Usually distinction is made between a pigment, which is insoluble in the vehicle (forming a suspension), and a dye, the which is a liquid or is soluble in the vehicle (resulting in a solution). A dye can be a pigment or dye depending on the vehicle in which it is used. In some cases, a pigment can be manufactured from a dye by precipitating a soluble dye with a metallic salt.
The pigments have been used since prehistoric times, and have been instrumental in the Visual arts throughout history. The main natural pigments used are biological or mineral origin. The need for less expensive pigments given the scarcity of some colors, like blue, led to the emergence of the synthetic pigments.
Pigments produce their colors since they selectively reflect and absorb certain light waves. White light is approximately equal to a mixture of all of the visible spectrum of light. When this light encounters a pigment, some waves are absorbed by chemical bonds and substituents of the pigment, while others are reflected. This new reflected light spectrum creates the appearance of color. For example, a dark blue pigment reflects blue light, and absorbs other colors. Pigments, unlike fluorescent or phosphorescent substances, can only steal the light waves which receives, never add new.
The appearance of pigments is intimately linked to the color of the light they receive. Sunlight has a color temperature high and a spectrum relatively uniform, and is considered a standard for white light. Artificial light, on the other hand, tends to have large variations in some parts of its spectrum. Seen under these conditions, the pigments look in different colors.
The color spaces used to represent colors numerically must specify their light source. Color Lab spaces, unless otherwise noted, assume that the measure was taken under a light source D65 (Daylight 6500 K) type, which has approximately the same color as the sunlight temperature.

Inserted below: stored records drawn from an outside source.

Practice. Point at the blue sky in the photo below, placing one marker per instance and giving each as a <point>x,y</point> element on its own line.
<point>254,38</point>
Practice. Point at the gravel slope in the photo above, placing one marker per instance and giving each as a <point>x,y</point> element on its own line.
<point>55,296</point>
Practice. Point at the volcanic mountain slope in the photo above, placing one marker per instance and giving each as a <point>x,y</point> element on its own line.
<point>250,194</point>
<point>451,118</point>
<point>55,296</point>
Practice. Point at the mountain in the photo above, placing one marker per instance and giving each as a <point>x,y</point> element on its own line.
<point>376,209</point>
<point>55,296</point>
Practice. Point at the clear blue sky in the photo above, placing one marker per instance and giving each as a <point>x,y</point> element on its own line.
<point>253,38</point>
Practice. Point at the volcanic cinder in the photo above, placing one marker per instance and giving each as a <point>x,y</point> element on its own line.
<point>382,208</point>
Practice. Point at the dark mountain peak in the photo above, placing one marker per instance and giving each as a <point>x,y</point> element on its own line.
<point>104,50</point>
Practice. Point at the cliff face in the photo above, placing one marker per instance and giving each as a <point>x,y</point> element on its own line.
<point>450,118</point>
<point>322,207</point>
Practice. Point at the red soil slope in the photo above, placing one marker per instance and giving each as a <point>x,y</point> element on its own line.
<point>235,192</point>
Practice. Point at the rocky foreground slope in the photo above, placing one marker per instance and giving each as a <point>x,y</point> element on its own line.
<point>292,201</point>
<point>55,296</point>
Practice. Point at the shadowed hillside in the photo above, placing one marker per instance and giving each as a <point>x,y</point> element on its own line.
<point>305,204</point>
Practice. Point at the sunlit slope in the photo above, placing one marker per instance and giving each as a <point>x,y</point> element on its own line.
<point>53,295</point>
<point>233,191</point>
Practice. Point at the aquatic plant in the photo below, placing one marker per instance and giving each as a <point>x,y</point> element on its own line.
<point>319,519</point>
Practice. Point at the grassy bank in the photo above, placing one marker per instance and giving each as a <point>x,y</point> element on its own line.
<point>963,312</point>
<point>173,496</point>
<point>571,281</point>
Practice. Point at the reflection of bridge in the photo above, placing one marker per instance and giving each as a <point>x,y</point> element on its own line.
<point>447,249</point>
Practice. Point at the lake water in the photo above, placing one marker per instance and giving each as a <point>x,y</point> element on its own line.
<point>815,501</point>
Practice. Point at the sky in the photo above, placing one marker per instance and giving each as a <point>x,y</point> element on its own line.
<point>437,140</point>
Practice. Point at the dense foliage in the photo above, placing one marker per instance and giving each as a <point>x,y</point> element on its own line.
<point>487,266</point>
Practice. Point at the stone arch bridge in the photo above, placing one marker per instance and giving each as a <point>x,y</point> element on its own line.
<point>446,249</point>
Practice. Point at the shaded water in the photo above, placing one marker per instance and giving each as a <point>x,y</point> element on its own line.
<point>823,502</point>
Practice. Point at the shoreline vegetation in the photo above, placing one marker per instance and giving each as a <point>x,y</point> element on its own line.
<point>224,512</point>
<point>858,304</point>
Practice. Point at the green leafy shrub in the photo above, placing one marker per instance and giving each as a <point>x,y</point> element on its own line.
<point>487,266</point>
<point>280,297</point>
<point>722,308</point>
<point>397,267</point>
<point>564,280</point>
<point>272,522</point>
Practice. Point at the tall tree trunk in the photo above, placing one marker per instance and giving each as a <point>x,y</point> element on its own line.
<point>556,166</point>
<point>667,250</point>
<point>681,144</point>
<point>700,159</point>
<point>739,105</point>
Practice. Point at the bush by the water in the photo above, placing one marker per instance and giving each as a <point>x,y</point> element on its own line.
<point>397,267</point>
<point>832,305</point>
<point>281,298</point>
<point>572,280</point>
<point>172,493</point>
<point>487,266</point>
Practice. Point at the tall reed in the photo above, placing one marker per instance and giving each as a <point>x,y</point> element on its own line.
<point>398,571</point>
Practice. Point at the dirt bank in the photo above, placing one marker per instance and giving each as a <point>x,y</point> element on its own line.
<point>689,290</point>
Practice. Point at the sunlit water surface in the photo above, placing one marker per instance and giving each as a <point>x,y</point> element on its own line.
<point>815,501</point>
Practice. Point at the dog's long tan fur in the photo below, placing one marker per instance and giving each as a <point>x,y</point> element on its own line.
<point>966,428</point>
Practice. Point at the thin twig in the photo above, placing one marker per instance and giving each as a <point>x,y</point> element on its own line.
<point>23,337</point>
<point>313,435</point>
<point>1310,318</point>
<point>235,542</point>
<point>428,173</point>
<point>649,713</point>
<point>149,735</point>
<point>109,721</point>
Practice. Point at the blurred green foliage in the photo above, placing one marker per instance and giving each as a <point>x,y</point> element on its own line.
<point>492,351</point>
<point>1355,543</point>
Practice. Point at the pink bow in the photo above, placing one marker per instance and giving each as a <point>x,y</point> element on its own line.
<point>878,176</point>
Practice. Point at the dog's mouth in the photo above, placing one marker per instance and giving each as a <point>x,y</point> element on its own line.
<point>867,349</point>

Other properties of a color, such as its saturation, or luminosity, can be determined from other substances that accompany pigments. Adhesives and fillers added to pure chemical pigmentadores also have their own patterns of inflection and absorption, which can affect the final spectrum. In the same way, in mixtures of pigment and adhesive, some rays of light may not be pigmentadoras molecules, and can be reflected as is. This type of rays contribute to the saturation of the color. A pure pigment allows very little white light to escape, producing a highly saturated color. A small amount of pigment mixed with much adhesive, however, looks unsaturated and opaque, due to the large number of white light that escapes.

2 Definition of pigment

Pigment is a term with origins in the Latin language (pigmentum). It's the substance that is used for coloring paint, varnish, enamel, etc. Its action is produced by changing the color of the reflected light, since it absorbs partially the tonality and radiates a.
Thanks to the pigments, it is possible to confer a particular color to the food, clothing and cosmetics products, for example. Usually pigments are used in powder, which are added to colorless material or very faint tone. There are pigments that act as dyes permanent and others which, with the passage of time, stop dyeing the substance in question.
Although they are often used as synonyms, it is possible to establish differences between pigments and dyes. While these are liquid and allow to obtain a solution, pigments tend to be solids that create a suspension.
Note that pigments which arise by action of nature, such as iron oxide, were already used by prehistoric man. Eventually, humanity began to develop pigments through industrial mechanisms.
In the field of biology, is known as pigment to the substance which gives the key cells. These pigments that may dissolve or act as granules, define the tone of the hair, eyes and skin, among other parts of the body. Most significant biological pigments include chlorophyll (which gives plants the characteristic green color) and melanin.